Malko la regarda avec un désarroi intérieur qu’il n’avait pas souvent connu. N’importe quelle autre fille, il l’aurait emmenée de gré ou de force à l’avion. Mais pas Ann. On ne la forçait pas.

— Tu sais que je ne reviendrai pas, dit-il.

— Je sais.

Sa voix tremblait légèrement. Elle n’avait pas lâché sa main. L’aérocommander arrivait à leur hauteur. Les doigts d’Ann relâchèrent leur étreinte.

— Ne le fais pas attendre, dit-elle. Ce serait dangereux.

— Mais toi ?

Son visage reprit une expression presque masculine. Elle se redressa.

— Ne crains rien. Les Burundiens ne me font pas peur. Avec Basilio nous reviendrons par des pistes qu’ils ne connaissent pas.

— Kwa Heir ![16]

Elle le poussa vers l’avion. Il courut, passant derrière l’aile pour éviter les pales de l’hélice et se glissa par la petite porte.

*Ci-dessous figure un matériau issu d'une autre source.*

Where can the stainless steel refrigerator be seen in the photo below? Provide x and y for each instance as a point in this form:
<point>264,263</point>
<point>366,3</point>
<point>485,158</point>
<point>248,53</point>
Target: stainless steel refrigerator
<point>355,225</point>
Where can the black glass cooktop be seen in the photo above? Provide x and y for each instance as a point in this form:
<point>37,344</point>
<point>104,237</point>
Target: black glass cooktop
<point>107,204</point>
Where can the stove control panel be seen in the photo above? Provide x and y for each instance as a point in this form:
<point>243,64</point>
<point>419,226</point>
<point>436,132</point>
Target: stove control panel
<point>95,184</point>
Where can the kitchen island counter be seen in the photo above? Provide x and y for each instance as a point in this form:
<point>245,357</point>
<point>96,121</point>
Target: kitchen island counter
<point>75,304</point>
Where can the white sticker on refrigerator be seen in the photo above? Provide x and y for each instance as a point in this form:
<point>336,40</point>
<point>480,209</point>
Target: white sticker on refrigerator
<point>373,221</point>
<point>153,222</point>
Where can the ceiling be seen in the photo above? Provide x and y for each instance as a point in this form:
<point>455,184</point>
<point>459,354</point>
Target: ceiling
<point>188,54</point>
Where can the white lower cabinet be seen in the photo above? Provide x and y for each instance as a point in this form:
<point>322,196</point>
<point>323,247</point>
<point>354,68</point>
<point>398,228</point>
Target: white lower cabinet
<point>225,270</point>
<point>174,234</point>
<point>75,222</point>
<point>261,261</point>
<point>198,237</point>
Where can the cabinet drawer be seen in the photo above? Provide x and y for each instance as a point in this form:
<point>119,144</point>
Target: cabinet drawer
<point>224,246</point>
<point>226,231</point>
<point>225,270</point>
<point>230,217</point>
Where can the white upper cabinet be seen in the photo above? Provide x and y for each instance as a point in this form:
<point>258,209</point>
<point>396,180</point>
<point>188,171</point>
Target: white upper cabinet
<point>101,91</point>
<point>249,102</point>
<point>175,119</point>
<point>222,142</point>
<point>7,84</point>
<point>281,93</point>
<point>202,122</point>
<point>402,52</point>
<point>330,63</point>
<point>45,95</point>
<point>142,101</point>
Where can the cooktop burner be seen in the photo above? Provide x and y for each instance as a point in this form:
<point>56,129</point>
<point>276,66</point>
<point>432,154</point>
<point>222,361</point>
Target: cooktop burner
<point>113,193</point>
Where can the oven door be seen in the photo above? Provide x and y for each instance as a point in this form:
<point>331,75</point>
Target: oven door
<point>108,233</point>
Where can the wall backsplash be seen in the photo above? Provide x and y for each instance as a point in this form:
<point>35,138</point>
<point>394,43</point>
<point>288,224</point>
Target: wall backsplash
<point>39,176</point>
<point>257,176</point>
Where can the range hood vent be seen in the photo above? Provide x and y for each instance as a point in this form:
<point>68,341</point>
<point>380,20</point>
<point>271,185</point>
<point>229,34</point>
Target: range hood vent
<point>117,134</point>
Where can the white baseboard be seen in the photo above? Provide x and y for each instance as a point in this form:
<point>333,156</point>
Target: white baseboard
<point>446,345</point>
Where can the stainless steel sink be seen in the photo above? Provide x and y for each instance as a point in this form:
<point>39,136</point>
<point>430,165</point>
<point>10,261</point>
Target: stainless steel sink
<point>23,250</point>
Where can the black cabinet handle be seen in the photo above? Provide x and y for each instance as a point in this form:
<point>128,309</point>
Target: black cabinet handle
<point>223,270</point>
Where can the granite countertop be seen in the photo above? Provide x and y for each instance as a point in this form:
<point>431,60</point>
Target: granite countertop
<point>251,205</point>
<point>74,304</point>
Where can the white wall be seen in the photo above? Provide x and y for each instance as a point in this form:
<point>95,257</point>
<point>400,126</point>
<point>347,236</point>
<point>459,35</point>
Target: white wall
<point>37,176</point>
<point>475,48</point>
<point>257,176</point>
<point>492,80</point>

— La fille ne vient pas ? hurla Allan.

Malko secoua la tête.

L’Américain eut un geste fataliste. Puis il mit les gaz. A travers le plexiglas, Malko vit la silhouette d’Ann diminuer. Elle agitait lentement la carabine, à bout de bras. Bientôt, il ne discerna plus les traits de son visage. Il y eut un léger cahot et l’aérocommander se souleva : ils avaient décollé.

Le banian sous lequel se trouvait Ann se confondit avec les autres arbres géants de la forêt. L’avion s’inclina vers la gauche, prenant le cap ouest. Le visage collé au hublot, Malko tentait d’apercevoir quelque chose. Mais tous les arbres se ressemblent. L’Afrique avait déjà avalé Ann.

Il se jura de revenir tout en sachant qu’il y avait bien peu de chance pour qu’il tienne sa promesse. Il ferma les yeux et imagina le corps nerveux et mince d’Ann soudé au sien, avec l’odeur de l’Afrique autour d’eux. Une de ces impulsions irraisonnées auxquelles on n’obéit jamais le poussait à demander à Allan de faire demi-tour. Pour voir si elle était toujours là.

L’Américain se retourna et cria :

— On sera à Nairobi dans deux heures. A nous la bière fraîche et les sexy-girls !

Malko sourit poliment, et acquiesça. Une barbouze, ça n’a pas de cœur, c’est bien connu.

Quand ils se posèrent sur le terrain de Nairobi, une jeep de l’aéroport les rejoignit, pour les formalités de police et de douane.

— D’où venez-vous, messieurs ? Malko ne put s’empêcher de répondre :

— Du Burundi. Trop heureux d’en être sortis. Le Noir hocha la tête et fit :

— Ces nègres-là, monsieur, ce sont des sauvages.